Task
Jane wants to sell her Subaru Forester, but doesn’t know what the listing price should be. She checks on craigslist.com and finds 22 Subarus listed. The table below shows age (in years), mileage (in miles), and listed price (in dollars) for these 22 Subarus. (Collected on June 6th, 2012 for the San Francisco Bay Area.)
Age |
Mileage |
Price |
8 |
109428 |
12995 |
5 |
84804 |
14588 |
3 |
55321 |
20994 |
3 |
57474 |
18991 |
1 |
11696 |
19981 |
13 |
125260 |
6888 |
10 |
67740 |
9888 |
11 |
97500 |
6950 |
6 |
36967 |
19700 |
12 |
148000 |
3995 |
2 |
29836 |
18990 |
3 |
32349 |
21995 |
10 |
161460 |
5995 |
4 |
68075 |
12999 |
3 |
30007 |
22900 |
8 |
66000 |
13995 |
10 |
93450 |
8488 |
3 |
35518 |
22995 |
3 |
30047 |
20850 |
8 |
107506 |
11988 |
11 |
89207 |
8995 |
13 |
141235 |
5977 |
- Make appropriate plots with well-labeled axes that would allow you to see if there is a relationship between price and age and between price and mileage.
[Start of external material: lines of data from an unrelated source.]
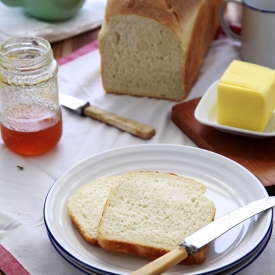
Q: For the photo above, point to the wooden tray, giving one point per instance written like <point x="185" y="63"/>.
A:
<point x="256" y="154"/>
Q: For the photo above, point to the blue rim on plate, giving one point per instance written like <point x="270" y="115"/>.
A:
<point x="228" y="184"/>
<point x="242" y="264"/>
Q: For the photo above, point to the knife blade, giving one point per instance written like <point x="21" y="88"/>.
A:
<point x="205" y="235"/>
<point x="83" y="108"/>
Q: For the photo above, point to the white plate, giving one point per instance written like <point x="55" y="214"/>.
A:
<point x="228" y="184"/>
<point x="206" y="113"/>
<point x="231" y="270"/>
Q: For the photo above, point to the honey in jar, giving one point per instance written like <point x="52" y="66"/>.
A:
<point x="31" y="118"/>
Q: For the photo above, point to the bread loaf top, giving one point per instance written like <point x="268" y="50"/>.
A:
<point x="177" y="15"/>
<point x="155" y="48"/>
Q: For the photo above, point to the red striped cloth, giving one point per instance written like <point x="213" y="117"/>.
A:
<point x="9" y="265"/>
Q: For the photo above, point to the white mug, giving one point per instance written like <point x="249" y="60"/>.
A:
<point x="258" y="31"/>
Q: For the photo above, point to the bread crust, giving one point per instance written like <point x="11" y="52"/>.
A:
<point x="194" y="22"/>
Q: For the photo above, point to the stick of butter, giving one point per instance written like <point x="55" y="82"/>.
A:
<point x="246" y="96"/>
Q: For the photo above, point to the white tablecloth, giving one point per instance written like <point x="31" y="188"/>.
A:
<point x="22" y="192"/>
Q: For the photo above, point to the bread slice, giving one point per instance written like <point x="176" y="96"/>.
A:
<point x="87" y="204"/>
<point x="155" y="48"/>
<point x="150" y="213"/>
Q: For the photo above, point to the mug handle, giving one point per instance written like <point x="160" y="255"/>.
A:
<point x="224" y="25"/>
<point x="13" y="3"/>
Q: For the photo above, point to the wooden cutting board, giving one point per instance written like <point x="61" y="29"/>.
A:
<point x="256" y="154"/>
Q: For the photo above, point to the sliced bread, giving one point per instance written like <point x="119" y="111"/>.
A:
<point x="150" y="213"/>
<point x="87" y="204"/>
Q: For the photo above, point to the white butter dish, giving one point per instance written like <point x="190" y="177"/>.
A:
<point x="206" y="113"/>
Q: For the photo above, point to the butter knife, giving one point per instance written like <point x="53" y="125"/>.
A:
<point x="205" y="235"/>
<point x="83" y="108"/>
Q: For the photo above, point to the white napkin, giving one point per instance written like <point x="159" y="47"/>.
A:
<point x="15" y="22"/>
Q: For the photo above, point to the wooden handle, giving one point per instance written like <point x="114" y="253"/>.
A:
<point x="133" y="127"/>
<point x="163" y="263"/>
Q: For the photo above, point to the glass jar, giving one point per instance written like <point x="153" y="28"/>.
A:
<point x="31" y="120"/>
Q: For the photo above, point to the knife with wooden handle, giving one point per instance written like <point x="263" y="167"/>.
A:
<point x="83" y="108"/>
<point x="205" y="235"/>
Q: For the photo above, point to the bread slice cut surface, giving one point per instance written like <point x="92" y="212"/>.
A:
<point x="150" y="213"/>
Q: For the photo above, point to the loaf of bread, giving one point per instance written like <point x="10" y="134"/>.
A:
<point x="149" y="214"/>
<point x="87" y="204"/>
<point x="155" y="48"/>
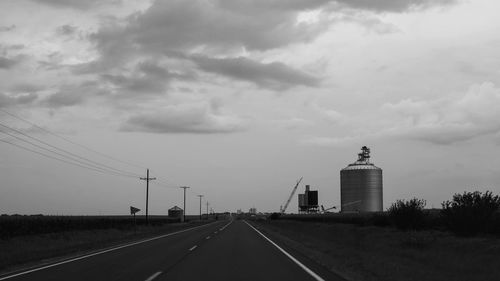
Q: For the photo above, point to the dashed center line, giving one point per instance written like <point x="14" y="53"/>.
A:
<point x="153" y="276"/>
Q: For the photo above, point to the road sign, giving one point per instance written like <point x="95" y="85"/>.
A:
<point x="134" y="210"/>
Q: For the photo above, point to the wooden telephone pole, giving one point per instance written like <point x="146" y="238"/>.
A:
<point x="147" y="179"/>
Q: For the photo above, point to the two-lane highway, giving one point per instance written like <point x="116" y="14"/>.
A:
<point x="226" y="250"/>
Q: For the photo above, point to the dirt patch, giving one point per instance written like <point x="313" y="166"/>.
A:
<point x="376" y="253"/>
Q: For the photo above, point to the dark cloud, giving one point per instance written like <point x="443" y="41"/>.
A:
<point x="75" y="4"/>
<point x="393" y="5"/>
<point x="184" y="25"/>
<point x="66" y="30"/>
<point x="450" y="119"/>
<point x="22" y="99"/>
<point x="188" y="118"/>
<point x="7" y="28"/>
<point x="62" y="99"/>
<point x="26" y="88"/>
<point x="74" y="94"/>
<point x="7" y="63"/>
<point x="272" y="75"/>
<point x="146" y="78"/>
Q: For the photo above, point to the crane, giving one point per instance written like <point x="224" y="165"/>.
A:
<point x="291" y="195"/>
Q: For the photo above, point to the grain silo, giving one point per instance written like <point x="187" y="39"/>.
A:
<point x="361" y="185"/>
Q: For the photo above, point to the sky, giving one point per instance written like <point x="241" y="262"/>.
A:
<point x="237" y="99"/>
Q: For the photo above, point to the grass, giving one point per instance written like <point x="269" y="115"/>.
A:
<point x="27" y="250"/>
<point x="380" y="253"/>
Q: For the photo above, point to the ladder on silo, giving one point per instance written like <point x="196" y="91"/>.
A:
<point x="291" y="195"/>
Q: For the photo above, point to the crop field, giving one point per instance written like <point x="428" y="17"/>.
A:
<point x="13" y="226"/>
<point x="26" y="240"/>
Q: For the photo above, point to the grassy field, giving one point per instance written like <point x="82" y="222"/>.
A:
<point x="381" y="253"/>
<point x="27" y="241"/>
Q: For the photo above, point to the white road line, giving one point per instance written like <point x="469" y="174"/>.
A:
<point x="305" y="268"/>
<point x="153" y="276"/>
<point x="100" y="252"/>
<point x="221" y="229"/>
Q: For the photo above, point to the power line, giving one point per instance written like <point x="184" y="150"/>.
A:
<point x="71" y="159"/>
<point x="59" y="159"/>
<point x="70" y="141"/>
<point x="93" y="163"/>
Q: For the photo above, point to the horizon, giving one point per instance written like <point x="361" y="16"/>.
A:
<point x="239" y="99"/>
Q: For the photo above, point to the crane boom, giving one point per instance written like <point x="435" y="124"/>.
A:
<point x="291" y="195"/>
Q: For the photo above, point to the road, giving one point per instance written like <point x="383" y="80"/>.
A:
<point x="225" y="250"/>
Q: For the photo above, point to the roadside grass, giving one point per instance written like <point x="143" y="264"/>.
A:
<point x="379" y="253"/>
<point x="29" y="250"/>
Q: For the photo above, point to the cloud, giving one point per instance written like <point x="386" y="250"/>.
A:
<point x="393" y="5"/>
<point x="61" y="99"/>
<point x="20" y="99"/>
<point x="215" y="25"/>
<point x="197" y="118"/>
<point x="448" y="120"/>
<point x="7" y="63"/>
<point x="74" y="4"/>
<point x="66" y="30"/>
<point x="293" y="123"/>
<point x="74" y="94"/>
<point x="273" y="75"/>
<point x="7" y="28"/>
<point x="146" y="77"/>
<point x="330" y="115"/>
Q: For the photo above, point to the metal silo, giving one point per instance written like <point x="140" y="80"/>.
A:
<point x="361" y="185"/>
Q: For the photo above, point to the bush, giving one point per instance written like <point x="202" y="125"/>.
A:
<point x="471" y="213"/>
<point x="408" y="215"/>
<point x="274" y="216"/>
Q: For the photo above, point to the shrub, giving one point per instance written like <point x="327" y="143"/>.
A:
<point x="274" y="216"/>
<point x="471" y="213"/>
<point x="408" y="214"/>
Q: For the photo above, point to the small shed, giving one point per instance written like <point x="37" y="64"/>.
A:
<point x="175" y="212"/>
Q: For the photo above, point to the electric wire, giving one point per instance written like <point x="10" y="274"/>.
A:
<point x="93" y="163"/>
<point x="70" y="141"/>
<point x="59" y="159"/>
<point x="71" y="159"/>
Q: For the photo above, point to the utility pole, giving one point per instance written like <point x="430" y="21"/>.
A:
<point x="207" y="210"/>
<point x="200" y="205"/>
<point x="147" y="179"/>
<point x="184" y="212"/>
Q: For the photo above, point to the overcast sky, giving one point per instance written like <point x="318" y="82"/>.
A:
<point x="239" y="98"/>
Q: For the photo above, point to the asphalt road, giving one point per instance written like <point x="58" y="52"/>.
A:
<point x="226" y="250"/>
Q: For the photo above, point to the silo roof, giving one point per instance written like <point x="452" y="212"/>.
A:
<point x="361" y="165"/>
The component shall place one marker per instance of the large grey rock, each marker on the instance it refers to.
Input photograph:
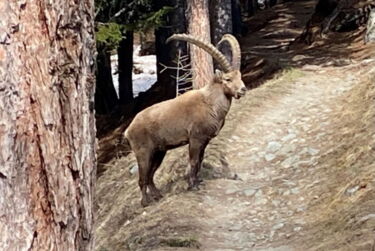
(273, 146)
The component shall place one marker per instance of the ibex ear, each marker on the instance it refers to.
(218, 73)
(218, 77)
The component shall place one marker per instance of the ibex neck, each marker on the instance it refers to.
(217, 100)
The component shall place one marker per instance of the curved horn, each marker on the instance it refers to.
(208, 47)
(236, 50)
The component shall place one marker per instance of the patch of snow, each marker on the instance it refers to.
(142, 81)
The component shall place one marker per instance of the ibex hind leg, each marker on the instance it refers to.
(144, 165)
(156, 161)
(196, 153)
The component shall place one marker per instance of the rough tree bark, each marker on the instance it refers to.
(47, 125)
(220, 19)
(221, 23)
(199, 26)
(237, 19)
(125, 68)
(167, 54)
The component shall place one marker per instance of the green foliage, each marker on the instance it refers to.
(153, 19)
(117, 16)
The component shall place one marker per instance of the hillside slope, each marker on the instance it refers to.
(292, 169)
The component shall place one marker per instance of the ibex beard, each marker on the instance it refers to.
(193, 118)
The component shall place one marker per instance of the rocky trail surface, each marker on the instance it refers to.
(292, 169)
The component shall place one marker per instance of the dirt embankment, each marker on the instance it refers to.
(292, 169)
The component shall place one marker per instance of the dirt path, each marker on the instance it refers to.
(275, 152)
(276, 174)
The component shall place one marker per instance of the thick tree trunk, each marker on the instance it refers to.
(221, 23)
(220, 19)
(167, 54)
(125, 68)
(47, 125)
(199, 26)
(105, 96)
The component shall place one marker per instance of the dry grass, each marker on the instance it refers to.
(347, 212)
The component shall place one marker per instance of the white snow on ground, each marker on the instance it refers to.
(142, 81)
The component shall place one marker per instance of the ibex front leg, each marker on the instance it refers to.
(196, 153)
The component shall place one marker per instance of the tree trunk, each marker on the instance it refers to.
(105, 95)
(221, 23)
(220, 19)
(370, 28)
(237, 20)
(167, 54)
(199, 26)
(125, 68)
(47, 125)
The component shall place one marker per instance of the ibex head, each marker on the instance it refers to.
(231, 75)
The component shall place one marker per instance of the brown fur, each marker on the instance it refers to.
(193, 118)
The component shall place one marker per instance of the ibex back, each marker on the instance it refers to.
(193, 118)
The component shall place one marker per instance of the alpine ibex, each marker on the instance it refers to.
(193, 118)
Describe the direction, strength and form of the relationships that you observe. Does either mileage or age seem to be a good predictor of price?
- If appropriate, describe the strength of each relationship using the correlation coefficient. Do the values of the correlation coefficients agree with what you see in the plots?
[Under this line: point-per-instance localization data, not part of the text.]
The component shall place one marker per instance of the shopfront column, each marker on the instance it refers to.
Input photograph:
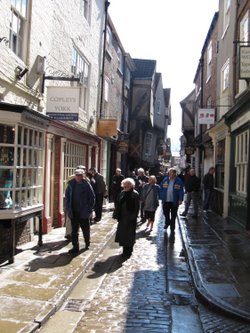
(61, 188)
(48, 209)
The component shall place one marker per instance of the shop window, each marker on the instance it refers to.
(17, 26)
(21, 167)
(86, 5)
(80, 68)
(241, 162)
(220, 159)
(74, 155)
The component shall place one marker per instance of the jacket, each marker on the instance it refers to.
(146, 194)
(178, 190)
(87, 199)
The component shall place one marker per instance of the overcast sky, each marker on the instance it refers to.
(172, 32)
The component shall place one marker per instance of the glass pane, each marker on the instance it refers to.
(24, 8)
(6, 200)
(20, 131)
(7, 134)
(19, 155)
(6, 156)
(18, 178)
(18, 200)
(25, 137)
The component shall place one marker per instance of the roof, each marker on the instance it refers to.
(144, 68)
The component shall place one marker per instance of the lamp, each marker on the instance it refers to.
(20, 72)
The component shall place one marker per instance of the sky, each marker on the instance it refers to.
(172, 32)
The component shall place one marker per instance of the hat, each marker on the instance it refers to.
(82, 167)
(79, 172)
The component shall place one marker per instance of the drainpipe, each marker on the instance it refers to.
(107, 3)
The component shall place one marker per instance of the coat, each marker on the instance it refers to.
(126, 213)
(150, 191)
(87, 199)
(178, 190)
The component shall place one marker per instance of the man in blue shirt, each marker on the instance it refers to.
(171, 194)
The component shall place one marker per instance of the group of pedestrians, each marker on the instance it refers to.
(84, 194)
(138, 194)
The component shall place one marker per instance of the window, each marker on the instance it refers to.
(80, 68)
(241, 159)
(244, 38)
(120, 59)
(220, 160)
(106, 98)
(227, 4)
(86, 9)
(17, 26)
(74, 154)
(148, 143)
(21, 167)
(209, 60)
(225, 76)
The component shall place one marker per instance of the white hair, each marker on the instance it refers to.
(128, 180)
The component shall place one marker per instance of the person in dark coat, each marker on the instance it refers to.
(208, 186)
(80, 200)
(192, 188)
(116, 184)
(100, 193)
(126, 213)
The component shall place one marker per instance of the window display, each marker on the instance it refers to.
(21, 166)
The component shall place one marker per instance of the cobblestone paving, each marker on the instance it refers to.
(133, 297)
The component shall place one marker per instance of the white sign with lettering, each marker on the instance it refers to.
(63, 103)
(245, 62)
(206, 116)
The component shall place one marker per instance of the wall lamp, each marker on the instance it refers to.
(20, 72)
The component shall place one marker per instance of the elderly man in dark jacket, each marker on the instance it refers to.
(192, 189)
(80, 200)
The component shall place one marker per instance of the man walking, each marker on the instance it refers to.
(100, 193)
(192, 189)
(171, 194)
(208, 186)
(80, 200)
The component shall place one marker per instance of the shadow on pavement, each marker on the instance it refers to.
(110, 265)
(51, 261)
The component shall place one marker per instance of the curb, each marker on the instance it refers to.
(200, 291)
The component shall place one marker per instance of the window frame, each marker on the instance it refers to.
(80, 68)
(241, 162)
(18, 27)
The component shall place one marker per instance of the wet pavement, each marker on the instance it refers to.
(218, 253)
(149, 292)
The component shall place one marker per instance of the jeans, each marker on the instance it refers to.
(192, 196)
(170, 213)
(207, 199)
(85, 227)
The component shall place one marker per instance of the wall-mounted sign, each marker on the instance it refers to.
(244, 62)
(63, 103)
(106, 127)
(206, 116)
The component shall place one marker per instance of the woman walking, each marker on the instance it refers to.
(150, 199)
(126, 212)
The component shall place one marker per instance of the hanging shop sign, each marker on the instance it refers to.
(63, 103)
(206, 116)
(106, 127)
(244, 62)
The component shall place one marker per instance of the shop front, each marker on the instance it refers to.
(22, 151)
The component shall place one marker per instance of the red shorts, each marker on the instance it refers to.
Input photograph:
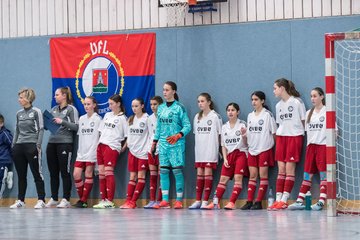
(153, 160)
(136, 164)
(264, 159)
(83, 165)
(315, 159)
(288, 148)
(106, 156)
(238, 164)
(206, 165)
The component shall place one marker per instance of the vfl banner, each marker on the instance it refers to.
(101, 66)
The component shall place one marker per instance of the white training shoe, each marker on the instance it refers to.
(9, 180)
(40, 204)
(18, 204)
(64, 204)
(51, 203)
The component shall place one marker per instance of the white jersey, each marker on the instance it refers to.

- Pick the stronger relationship and use the data to find an equation that describes this relationship. Make a residual plot and determine if the model you chose is a good one. Write a few sentences explaining why (or why not) the model you chose is appropriate.
- If Jane’s car is 9 years old with 95000 miles on it, what listing price would you suggest? Explain how you arrived at this price.
IM Commentary
This problem could be used for either a lesson or an assessment, or it could be adapted to a take-home project where students pick a product, collect data, and examine predictors for price.
If this is being used as an introductory lesson, more scaffolding would be needed to lead students to the solution in part (a) that two scatterplots would be the right plots to make. In general, students have a hard time deciding what is an appropriate display for data. In this problem they have to determine that the variables are quantitative, and that a scatterplot is a nice way to display a relationship between two quantitative variables. Once they have made scatterplots of price versus mileage and price versus age, they need to practice verbalizing what they observe by describing direction and strength, as well as a form such as linear or quadratic.
Both price versus mileage and price versus age scatterplots show a strong linear relationship. The appropriateness of a linear model can be confirmed by making a residual plot – the residual plot shows no pattern that would indicate that a linear model might not be an appropriate way to describe the realtionship. Note that there are several common forms for residual plots. It would be appropriate to plot residuals or standardized residuals versus either the explanatory variable or the predicted values. The form of the plot will be similar for any of these residual plots.
Although technology makes dealing with a data set this size much easier, the problem could be done by hand as well. You might want to reduce the number of data points used. Once the scatterplot is sketched, students can practice approximating the line of best fit with a line fitted "by eye". Residuals can also be measured and plotted by hand in this case.